To be clear, practically no one sits down and goes "How can we discriminate
today?" outside possibly a few rumored actors I've heard of. This is
critically important to understand if you actually want to get to the core of
how we unintentionally end up with seemingly laughably biased systems. It is
almost always through second or third order effects through which thus type of
thing slips in.

Case and point:

Facial recognition would go something like this:

"Hey, we can use this neural network thing to recognize faces. What can we do
with that?"

"Well, let's see if it can find surprising trends by feeding in our datasets,
plus some control images to revolutionize the way we market to our customers!
We have their Facebook or email, let's just grab a picture associated with
that and see what happens."

<...something marginally useful happens...>

<...rumors spread of something marginally useful happening when applying this
technique in this case...>

<...multiple companies try to eke out some competitive edge by experimenting
with their own variations...>

<...a data scientist gets interested in all this hubub, and does a meta-
analysis, finding some flaw, or how the entire technique basically degenerated
to some form of wealth concentration or population based heatmap in a really
difficult for regular people to understand way...>

<...media reports that technologists are evil racist masterminds due to the
coincidental segmentation of disadvantaged populations...>

All of it coming out of a "Huh, I wonder if that would work here?"

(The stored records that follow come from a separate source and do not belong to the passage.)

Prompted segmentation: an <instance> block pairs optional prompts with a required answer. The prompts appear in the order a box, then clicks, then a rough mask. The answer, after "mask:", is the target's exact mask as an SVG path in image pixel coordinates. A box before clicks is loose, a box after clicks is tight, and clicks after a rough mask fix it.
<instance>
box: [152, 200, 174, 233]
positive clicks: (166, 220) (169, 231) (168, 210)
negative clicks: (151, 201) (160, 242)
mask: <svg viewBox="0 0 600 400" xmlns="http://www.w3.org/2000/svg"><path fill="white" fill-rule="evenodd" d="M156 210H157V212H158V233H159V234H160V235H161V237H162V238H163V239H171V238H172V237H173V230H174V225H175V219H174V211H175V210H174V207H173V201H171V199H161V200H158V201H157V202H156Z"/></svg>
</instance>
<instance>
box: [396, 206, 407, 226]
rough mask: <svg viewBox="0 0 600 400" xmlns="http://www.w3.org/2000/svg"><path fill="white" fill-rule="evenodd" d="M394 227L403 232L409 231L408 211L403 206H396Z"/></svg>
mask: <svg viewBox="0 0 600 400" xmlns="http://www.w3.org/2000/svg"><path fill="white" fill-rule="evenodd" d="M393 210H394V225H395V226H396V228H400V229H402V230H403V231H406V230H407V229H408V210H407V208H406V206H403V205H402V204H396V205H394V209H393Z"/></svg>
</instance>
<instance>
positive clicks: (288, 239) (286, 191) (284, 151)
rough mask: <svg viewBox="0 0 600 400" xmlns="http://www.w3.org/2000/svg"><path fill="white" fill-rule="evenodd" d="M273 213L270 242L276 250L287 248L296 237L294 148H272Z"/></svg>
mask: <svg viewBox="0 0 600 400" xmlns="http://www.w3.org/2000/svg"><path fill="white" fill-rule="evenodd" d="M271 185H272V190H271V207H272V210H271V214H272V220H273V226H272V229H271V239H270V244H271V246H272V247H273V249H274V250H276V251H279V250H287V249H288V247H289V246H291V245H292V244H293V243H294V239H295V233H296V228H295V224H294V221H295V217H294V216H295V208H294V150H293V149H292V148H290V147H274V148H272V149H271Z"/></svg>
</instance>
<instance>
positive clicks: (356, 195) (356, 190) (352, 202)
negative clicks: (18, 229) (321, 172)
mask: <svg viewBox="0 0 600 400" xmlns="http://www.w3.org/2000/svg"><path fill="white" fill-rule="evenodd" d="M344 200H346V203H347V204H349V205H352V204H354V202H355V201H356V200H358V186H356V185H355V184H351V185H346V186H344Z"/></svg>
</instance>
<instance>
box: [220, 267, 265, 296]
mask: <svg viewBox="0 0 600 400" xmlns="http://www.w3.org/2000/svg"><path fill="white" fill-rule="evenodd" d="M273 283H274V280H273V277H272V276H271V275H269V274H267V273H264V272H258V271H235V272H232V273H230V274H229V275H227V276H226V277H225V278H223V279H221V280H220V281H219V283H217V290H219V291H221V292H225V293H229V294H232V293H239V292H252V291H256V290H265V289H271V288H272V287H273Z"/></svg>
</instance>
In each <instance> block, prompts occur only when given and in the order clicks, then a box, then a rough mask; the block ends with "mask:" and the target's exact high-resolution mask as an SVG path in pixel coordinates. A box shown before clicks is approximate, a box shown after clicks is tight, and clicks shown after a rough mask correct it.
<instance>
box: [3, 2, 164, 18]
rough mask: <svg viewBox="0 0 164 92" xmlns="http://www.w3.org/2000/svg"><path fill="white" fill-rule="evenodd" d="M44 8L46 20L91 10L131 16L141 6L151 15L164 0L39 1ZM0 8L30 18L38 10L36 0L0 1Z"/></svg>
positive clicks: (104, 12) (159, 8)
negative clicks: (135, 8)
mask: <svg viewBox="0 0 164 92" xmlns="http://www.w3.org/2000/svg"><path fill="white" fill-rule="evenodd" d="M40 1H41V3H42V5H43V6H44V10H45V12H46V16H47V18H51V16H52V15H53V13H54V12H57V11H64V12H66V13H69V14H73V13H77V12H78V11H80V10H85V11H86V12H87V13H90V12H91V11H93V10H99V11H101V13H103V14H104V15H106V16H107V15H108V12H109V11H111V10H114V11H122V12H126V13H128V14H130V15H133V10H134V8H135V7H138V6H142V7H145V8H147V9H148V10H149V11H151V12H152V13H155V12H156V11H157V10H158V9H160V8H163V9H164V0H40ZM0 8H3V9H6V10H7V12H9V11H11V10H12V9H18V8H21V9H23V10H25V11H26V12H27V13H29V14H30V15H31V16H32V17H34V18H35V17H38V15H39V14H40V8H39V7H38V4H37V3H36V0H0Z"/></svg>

Or you get another one, where you end up marketing to a particular
demographic, but without realizing it, the thing you market is in and of
itself part of the reason the demographic is what is, and doesn't foster much
customer migration out of. An example being businesses operating on the basis
of "poor people fees" as I call them.

Businesses set out to make tools that help people not be poor, but the income
stream is structured around collecting these types of fees from their target
market segment. They are looking a it business performance metrics and doing
things good for business. That something good for business done for the best
of reasons could in the end be bad is not a realization that a lot of people
end up putting in the work to arrive at.

Technology very rarely _solves_ problems they aren't directly designed to
solve. What it is really good at though is amplifying what problems already
exist within the axiomatic space in which they exist. In the words of Einstein
"We can not solve our problems with the same level of thinking that created
them."

Most tech of the last few decades has actually been designed to:

-Enable transactions that were previously untenable to facilitate given the reliance on physical means of exchange -surveillance/remote monitoring -accountability laundering -penny-pinching and fiscal optimization

Once you understand that finance has firmly decoupled from even the most
remote semblance of correlation to actual utility created in anything else
other than wealth movement; you'll see why it seems like nothing ever gets
solved.

The problem isn't racism. It's your money is in your pocket, and we want it in
our coffers with the largest ratio of value gained vs our value list that the
market will allow. That simple.